Ma torniamo alle nostre primizie primaverili. Essere piccoli non è un problema se si è in tanti, ed ecco che i piccoli fiori sono spesso riuniti in infiorescenze che sfoggiano odori e colori ugualmente attraenti come l’Iberis semperflorens e l’Alyssum leucadeum in piena fioritura in questi giorni nelle fioriere dell’Orto Botanico. Due rarità del sud Italia, tanto belle da competere con le piante da giardino!

Ma a guardar bene non ha niente da invidiare anche la Timelea barbosa (Thymelaea hirsuta) con i suoi minuscoli fiori gialli, sfoggiati a cascata lungo i suoi rami. Anch’essa, come lo spinaporci, una specie delle dune costiere, anch’essa quindi sempre più rarefatta nella nostra regione a causa delle pesanti trasformazioni del suo habitat.

I piccoli fiori viola e profumati sono invece quelli della lavanda d’Egitto (Lavandula multifida). Meno nota e diffusa della più comune Lavandula angustifolia, è presente lungo le coste del mediterraneo, in Italia esclusiva di Calabria e Sicilia, presente in pochissime località. Anche questa perciò altamente minacciata nel nostro territorio.

Anche giù nell’arboreto, dove quasi tutte le specie decidue sono ancora prive di foglie, ci sono rami ricoperti di minuscoli fiori. Perché in alcuni casi fiorire prima, ancora prima di mettere in moto tutte le attività fotosintetiche, è una scelta strategica. È il caso del corniolo.

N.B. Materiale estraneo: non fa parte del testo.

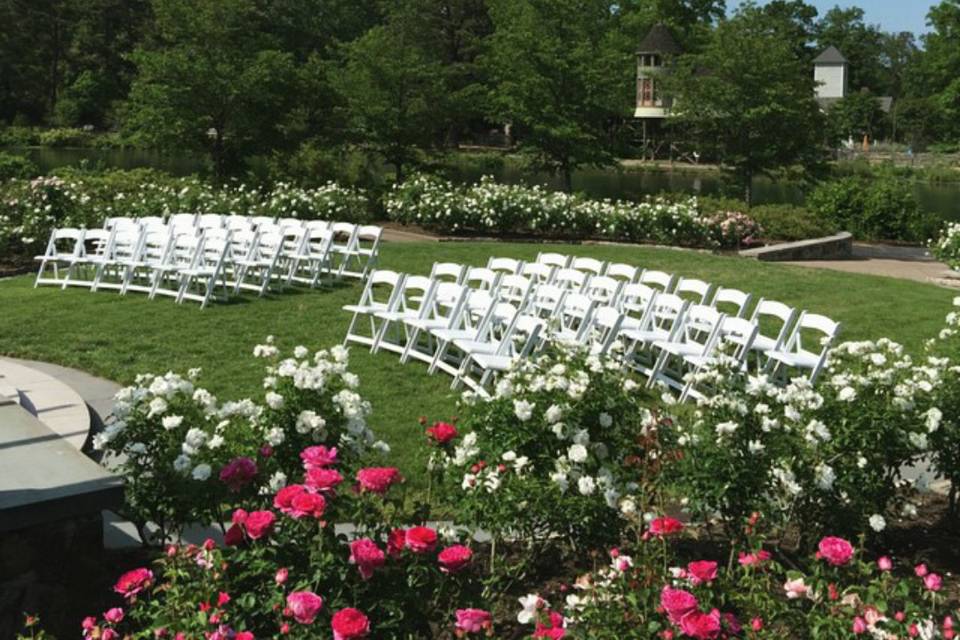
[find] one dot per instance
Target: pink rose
(304, 606)
(367, 556)
(378, 479)
(133, 582)
(259, 524)
(349, 623)
(114, 615)
(238, 473)
(318, 457)
(932, 582)
(665, 526)
(323, 480)
(442, 432)
(836, 551)
(420, 539)
(700, 625)
(702, 571)
(473, 620)
(677, 603)
(453, 559)
(297, 502)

In questa gara per il successo riproduttivo non possiamo scordarci delle comuni margherite dei prati (Bellis perennis) dove minuscoli fiori ridotti all’essenziale si riuniscono in un capolino che ci ripropone la forma di un semplice fiore….la complessità che insegue la semplicità…..e qui i nostri colleghi filosofi potrebbero intervenire. Beh anche i matematici visto che la disposizione dei fiori nel capolino segue la successione di Fibonacci!

E chiudiamo questa passeggiata virtuale con uno sguardo sullo specchio d’acqua della cibia. Sul pelo dell’acqua galleggia la piccola lenticchia d’acqua (Lemna minor). Una pianta a tutti gli effetti con apparato radicale, fotosintetico e riproduttivo tutto assemblato efficacemente in un puntino verde di 3-4 millimetri. Sicuramente la nostra campionessa!